Le Tribunal des activités économiques de Paris a rendu un jugement le 15 janvier 2026 concernant une demande d’ouverture de redressement judiciaire. Une société à responsabilité limitée exerçant une activité de restauration rapide a déposé une déclaration de cessation des paiements le 27 novembre 2025. À l’audience, l’entreprise employait six salariés et présentait un passif exigible de 108 909 euros pour un actif disponible de seulement 2 100 euros. La question de droit portait sur la réunion des conditions légales pour ouvrir un redressement judiciaire. Le tribunal a fait droit à la demande en ouvrant la procédure et en nommant les organes de la procédure.

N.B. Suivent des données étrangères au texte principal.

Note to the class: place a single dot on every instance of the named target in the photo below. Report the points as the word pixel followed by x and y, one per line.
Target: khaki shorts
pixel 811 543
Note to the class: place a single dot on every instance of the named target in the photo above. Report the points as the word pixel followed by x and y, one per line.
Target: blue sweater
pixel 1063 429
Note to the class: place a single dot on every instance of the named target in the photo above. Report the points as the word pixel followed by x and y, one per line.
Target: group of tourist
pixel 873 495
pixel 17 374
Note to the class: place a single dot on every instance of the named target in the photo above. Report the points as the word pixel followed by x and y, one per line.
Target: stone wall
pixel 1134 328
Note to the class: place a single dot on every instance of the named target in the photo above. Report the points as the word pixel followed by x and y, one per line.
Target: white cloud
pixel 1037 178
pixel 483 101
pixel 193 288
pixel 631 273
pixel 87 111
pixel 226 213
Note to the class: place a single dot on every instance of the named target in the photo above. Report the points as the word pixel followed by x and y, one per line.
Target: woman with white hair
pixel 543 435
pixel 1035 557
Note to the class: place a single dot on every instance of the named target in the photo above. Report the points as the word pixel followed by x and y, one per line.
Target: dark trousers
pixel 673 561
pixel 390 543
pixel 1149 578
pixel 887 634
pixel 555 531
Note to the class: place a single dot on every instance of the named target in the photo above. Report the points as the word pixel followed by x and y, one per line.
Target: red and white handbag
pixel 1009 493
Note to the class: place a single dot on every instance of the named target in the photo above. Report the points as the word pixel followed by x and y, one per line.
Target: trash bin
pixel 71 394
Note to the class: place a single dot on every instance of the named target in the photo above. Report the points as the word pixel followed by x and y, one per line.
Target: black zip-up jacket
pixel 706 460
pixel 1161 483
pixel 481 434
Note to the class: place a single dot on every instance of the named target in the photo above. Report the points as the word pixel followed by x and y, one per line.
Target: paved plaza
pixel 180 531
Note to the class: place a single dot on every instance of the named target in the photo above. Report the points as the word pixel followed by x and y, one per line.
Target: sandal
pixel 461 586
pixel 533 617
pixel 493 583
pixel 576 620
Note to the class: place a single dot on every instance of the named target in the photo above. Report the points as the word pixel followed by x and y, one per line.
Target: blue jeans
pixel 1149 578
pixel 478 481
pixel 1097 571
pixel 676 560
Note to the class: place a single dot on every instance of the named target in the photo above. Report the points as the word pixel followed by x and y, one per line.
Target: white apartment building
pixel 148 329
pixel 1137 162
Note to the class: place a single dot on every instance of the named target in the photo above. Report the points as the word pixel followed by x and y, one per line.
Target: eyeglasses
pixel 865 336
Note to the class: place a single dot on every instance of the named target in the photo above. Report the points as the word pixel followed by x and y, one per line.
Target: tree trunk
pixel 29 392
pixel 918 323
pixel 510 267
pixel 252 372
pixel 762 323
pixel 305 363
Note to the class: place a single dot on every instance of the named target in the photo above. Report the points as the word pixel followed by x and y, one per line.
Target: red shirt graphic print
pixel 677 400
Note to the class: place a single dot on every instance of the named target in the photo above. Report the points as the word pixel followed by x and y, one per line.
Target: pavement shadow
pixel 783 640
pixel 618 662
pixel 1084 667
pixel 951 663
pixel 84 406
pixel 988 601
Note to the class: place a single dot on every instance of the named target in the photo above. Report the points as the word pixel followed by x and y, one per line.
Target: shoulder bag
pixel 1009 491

I. L’état de cessation des paiements caractérisé par l’insuffisance de trésorerie
Le tribunal constate que l’entreprise est dans l’impossibilité manifeste de faire face à son passif exigible avec son actif disponible. La situation financière est caractérisée par “un passif trop important et un manque de moyens financiers” (Motifs). Le sens de cette appréciation est de vérifier le critère légal de l’état de cessation des paiements. La valeur de cette décision est de rappeler que l’insuffisance d’actif disponible est un fait objectif. La portée de ce constat est d’ouvrir la voie à une procédure collective pour tenter de sauver l’entreprise.
II. L’ouverture du redressement judiciaire justifiée par des perspectives de rétablissement
Le tribunal retient que “le dirigeant souhaite présenter à terme un plan de redressement” et que les prévisions laissent penser qu’aucune dette nouvelle ne sera créée (Motifs). Le sens de cette motivation est d’établir que la procédure de redressement est adaptée à la situation. La valeur de cette décision est de subordonner l’ouverture à l’existence d’une chance sérieuse de continuation. La portée est de fixer une période d’observation de six mois pour évaluer la viabilité du projet.